🤖 AI Summary
This work addresses the limitation of existing proximal policy optimization methods in heterogeneous large language model training, which operate only at a single scale and lack unified control over policy stability across tokens, trajectories, and higher-level structures. To overcome this, we propose FiberPO—a multi-scale policy optimization framework grounded in fiber bundle algebraic structures. FiberPO introduces an Aggregational Policy Censoring Objective and a Fiber Bundle Gating mechanism to decouple and coordinate policy updates across multiple granularities. It establishes, for the first time, an unconstrained exact reconstruction of TV-TRPO, revealing the duality between clipping-based objectives and trust-region optimization. Furthermore, it incorporates a composable hierarchical fiber bundle gating architecture that enables trust-region control at arbitrary depths. Experiments demonstrate that FiberPO significantly improves token efficiency while preserving on-policy consistency and successfully scales to a four-level hierarchy—domain, prompt group, trajectory, and token—validating its extensibility.
📝 Abstract
Large language models are increasingly trained as heterogeneous systems spanning multiple domains, expert partitions, and agentic pipelines, yet prevalent proximal objectives operate at a single scale and lack a principled mechanism for coupling token-level, trajectory-level, and higher-level hierarchical stability control. To bridge this gap, we derive the Aggregational Policy Censoring Objective (APC-Obj), the first exact unconstrained reformulation of sample-based TV-TRPO, establishing that clipping-based surrogate design and trust-region optimization are dual formulations of the same problem. Building on this foundation, we develop Fiber Bundle Gating (FBG), an algebraic framework that organizes sampled RL data as a fiber bundle and decomposes ratio gating into a base-level gate on trajectory aggregates and a fiber-level gate on per-token residuals, with provable first-order agreement with the true RL objective near on-policy. From APC-Obj and FBG we derive Fibration Policy Optimization (or simply, FiberPO), a concrete objective whose Jacobian is block-diagonal over trajectories, reduces to identity at on-policy, and provides better update direction thus improving token efficiency.

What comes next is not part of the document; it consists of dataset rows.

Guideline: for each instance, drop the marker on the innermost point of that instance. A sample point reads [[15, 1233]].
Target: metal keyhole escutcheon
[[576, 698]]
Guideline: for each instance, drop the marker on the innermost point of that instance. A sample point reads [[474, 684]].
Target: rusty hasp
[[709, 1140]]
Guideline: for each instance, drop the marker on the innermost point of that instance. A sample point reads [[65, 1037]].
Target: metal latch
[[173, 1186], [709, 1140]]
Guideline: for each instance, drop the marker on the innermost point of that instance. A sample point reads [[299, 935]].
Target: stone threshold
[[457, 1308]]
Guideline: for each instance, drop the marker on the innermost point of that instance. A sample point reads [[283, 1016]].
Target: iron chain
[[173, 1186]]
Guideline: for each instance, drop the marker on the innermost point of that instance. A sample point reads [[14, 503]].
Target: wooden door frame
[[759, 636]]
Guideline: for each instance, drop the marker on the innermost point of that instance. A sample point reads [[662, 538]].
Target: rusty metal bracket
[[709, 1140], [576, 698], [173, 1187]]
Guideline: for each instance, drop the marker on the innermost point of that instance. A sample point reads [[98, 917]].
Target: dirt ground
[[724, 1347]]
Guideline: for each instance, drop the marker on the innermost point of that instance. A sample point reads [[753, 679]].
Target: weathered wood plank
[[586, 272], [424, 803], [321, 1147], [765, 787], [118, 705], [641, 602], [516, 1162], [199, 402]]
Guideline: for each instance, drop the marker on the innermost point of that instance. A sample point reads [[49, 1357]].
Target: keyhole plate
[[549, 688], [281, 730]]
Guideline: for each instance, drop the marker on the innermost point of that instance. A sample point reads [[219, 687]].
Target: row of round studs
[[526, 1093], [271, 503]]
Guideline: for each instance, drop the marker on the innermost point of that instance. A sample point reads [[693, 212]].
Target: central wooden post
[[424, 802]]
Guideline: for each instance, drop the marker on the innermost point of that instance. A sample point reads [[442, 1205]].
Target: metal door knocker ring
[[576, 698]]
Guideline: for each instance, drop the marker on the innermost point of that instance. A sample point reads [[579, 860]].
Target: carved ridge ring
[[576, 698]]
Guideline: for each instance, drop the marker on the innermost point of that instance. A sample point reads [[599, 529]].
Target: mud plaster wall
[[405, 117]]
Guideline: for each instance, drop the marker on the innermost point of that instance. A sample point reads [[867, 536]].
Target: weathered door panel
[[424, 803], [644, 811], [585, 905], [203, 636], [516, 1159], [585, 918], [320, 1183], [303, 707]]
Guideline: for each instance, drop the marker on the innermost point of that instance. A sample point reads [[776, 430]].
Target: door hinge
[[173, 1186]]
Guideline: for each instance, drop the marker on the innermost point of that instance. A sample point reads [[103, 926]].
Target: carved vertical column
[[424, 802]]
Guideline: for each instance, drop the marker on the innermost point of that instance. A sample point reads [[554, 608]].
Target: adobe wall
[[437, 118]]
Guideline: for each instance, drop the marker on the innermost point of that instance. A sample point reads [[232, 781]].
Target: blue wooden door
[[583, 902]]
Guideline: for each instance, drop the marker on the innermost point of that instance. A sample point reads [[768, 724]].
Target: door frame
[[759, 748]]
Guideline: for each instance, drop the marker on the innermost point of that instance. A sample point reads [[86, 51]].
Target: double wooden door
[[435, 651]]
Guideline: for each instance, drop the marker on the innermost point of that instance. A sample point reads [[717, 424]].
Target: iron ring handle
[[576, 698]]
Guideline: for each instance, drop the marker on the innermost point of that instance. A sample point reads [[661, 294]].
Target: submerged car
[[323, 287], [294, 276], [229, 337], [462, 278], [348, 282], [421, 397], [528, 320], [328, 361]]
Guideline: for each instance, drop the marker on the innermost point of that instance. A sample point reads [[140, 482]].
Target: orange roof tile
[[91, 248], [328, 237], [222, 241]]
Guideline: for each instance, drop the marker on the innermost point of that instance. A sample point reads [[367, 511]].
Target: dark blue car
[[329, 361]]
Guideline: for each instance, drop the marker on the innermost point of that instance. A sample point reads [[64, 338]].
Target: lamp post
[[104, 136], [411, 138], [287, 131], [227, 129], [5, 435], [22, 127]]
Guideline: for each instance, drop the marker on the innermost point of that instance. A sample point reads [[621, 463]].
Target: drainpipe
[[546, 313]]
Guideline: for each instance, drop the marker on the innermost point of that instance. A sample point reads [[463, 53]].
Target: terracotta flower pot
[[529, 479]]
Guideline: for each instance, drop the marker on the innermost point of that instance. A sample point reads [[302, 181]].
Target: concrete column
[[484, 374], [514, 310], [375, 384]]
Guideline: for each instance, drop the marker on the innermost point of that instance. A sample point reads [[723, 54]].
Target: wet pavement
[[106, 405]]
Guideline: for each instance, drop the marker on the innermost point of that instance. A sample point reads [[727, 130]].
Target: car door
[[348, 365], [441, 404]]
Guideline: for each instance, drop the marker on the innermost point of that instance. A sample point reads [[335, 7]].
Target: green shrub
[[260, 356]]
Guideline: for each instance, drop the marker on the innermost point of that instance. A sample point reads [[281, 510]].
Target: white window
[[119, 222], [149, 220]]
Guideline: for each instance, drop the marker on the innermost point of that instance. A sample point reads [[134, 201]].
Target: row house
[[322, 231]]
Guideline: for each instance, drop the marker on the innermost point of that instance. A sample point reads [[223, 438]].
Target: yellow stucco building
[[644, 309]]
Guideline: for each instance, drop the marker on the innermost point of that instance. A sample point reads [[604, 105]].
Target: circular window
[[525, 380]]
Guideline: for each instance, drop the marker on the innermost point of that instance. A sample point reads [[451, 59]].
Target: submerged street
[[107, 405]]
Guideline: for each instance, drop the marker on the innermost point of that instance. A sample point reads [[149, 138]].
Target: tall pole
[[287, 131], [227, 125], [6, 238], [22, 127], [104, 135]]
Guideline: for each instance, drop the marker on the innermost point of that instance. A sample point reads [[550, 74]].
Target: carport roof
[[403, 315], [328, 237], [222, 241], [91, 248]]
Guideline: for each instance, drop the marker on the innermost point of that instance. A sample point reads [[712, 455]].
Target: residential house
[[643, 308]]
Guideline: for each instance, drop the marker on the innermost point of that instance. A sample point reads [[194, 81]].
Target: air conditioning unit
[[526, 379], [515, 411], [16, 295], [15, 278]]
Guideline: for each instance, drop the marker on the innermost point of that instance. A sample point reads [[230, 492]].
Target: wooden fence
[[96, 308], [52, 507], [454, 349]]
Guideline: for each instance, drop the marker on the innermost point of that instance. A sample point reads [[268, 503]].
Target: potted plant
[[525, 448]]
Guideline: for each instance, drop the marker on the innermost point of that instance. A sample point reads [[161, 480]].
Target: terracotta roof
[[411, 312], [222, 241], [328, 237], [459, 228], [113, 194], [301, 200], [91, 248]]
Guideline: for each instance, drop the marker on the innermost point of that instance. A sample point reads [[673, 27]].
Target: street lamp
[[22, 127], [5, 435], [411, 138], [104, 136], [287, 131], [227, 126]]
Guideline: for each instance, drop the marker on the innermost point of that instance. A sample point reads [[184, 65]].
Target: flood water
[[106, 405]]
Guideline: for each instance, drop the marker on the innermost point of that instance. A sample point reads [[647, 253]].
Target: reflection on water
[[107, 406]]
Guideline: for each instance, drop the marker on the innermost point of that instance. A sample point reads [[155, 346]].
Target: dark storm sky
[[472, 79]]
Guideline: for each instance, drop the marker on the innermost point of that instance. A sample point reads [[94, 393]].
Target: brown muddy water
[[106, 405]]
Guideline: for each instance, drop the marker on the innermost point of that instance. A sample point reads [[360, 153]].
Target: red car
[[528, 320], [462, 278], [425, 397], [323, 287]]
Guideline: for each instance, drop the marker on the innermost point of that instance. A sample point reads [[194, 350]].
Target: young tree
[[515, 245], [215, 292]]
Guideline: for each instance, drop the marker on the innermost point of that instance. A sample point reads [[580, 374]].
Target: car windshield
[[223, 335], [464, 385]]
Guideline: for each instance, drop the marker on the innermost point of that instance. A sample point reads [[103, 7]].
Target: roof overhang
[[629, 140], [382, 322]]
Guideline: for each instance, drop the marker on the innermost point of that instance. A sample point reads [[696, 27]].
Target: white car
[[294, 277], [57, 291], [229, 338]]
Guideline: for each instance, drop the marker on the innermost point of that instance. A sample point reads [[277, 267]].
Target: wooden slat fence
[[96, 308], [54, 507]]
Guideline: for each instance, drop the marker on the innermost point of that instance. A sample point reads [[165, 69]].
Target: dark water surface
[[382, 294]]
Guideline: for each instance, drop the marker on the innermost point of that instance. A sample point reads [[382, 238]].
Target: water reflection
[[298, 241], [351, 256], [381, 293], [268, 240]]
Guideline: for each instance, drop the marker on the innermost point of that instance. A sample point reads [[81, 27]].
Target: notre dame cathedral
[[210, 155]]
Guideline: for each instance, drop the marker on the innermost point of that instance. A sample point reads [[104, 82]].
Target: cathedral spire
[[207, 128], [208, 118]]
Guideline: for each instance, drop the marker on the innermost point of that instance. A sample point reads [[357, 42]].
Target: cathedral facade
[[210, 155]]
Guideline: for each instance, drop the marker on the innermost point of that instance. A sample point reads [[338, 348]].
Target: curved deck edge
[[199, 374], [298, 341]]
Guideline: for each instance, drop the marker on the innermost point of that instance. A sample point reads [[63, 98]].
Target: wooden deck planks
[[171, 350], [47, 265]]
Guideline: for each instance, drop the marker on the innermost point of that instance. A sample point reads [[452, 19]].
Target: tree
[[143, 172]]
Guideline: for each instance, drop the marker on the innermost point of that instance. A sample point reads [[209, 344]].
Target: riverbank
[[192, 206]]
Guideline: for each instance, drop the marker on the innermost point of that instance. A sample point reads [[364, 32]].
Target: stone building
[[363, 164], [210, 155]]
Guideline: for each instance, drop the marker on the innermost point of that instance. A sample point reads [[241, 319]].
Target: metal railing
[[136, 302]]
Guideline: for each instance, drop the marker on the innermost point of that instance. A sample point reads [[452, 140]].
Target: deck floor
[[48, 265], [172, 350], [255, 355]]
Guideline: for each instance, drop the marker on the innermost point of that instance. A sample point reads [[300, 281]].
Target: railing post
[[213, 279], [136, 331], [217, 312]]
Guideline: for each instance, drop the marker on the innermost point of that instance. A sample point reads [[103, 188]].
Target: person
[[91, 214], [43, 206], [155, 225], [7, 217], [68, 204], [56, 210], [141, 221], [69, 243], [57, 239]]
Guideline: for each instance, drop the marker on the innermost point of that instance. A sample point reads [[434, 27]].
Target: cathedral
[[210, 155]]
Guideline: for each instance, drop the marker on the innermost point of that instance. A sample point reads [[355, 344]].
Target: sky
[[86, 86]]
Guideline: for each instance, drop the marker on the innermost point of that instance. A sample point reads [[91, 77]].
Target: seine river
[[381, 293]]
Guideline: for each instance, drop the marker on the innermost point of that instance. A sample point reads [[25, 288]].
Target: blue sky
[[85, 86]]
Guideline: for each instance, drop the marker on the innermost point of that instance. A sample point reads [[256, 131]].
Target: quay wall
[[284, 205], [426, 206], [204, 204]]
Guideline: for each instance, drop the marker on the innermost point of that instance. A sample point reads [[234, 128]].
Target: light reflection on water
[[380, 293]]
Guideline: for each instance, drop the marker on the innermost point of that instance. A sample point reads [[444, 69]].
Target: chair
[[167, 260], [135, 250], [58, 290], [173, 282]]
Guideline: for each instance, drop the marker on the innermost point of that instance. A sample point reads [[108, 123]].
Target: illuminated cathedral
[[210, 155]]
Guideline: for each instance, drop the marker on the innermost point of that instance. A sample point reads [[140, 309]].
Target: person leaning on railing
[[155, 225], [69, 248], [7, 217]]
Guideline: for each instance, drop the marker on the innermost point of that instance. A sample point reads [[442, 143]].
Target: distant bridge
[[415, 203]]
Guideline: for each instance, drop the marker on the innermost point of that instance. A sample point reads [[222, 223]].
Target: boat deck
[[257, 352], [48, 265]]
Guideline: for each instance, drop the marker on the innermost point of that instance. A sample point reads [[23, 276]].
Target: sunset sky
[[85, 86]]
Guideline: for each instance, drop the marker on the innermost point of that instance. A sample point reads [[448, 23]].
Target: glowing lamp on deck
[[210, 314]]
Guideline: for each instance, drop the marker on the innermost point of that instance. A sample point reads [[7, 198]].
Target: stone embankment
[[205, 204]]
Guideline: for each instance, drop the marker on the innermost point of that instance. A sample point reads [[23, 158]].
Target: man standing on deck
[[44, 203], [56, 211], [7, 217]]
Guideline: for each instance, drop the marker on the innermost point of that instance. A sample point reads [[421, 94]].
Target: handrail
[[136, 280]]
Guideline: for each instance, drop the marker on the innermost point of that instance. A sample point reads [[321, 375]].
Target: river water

The compositional nature of the framework extends beyond the trajectory-token case: fibrations compose algebraically into a Fibration Gating Hierarchy (FGH) that scales the same gating mechanism to arbitrary hierarchical depth without new primitives, as demonstrated by FiberPO-Domain, a four-level instantiation with independent trust-region budgets at the domain, prompt group, trajectory, and token levels. Together, these results connect the trust-region theory, a compositional algebraic structure, and practical multi-scale stability control into a unified framework for LLM policy optimization.